The state aviation operator (, until 23 February 2021 Aviation Detachment 28, ) is an agency, subordinated to the Bulgarian government, which provides air transport for the President, Prime Minister and other high-ranking state officials.

History

After World War II, Bulgaria had no civil aviation or airplanes to service senior state administration and implementation of specific government tasks. After the end of the war, the only aircraft in the Bulgarian military, Heinkel He 111 bombers - were converted into passenger use.

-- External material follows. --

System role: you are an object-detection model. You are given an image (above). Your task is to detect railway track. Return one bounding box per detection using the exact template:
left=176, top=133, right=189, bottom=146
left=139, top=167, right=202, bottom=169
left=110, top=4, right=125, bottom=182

The need for civil aviation became more obvious in 1946, when the Bulgarian government delegation had to participate in international meetings related to the end of World War II. A Lisunov Li-2 was delivered by the Soviet Union to Bulgaria for use as a transport aircraft. It was assigned to the 16th Transport Air Base in Sofia to be used by the government, and refurbished with a sofa and radio receiver.

In 1956 two new Ilyushin Il-14 were delivered. Meanwhile, almost all governmental flights were executed by planes and crews sent by the USSR for this purpose.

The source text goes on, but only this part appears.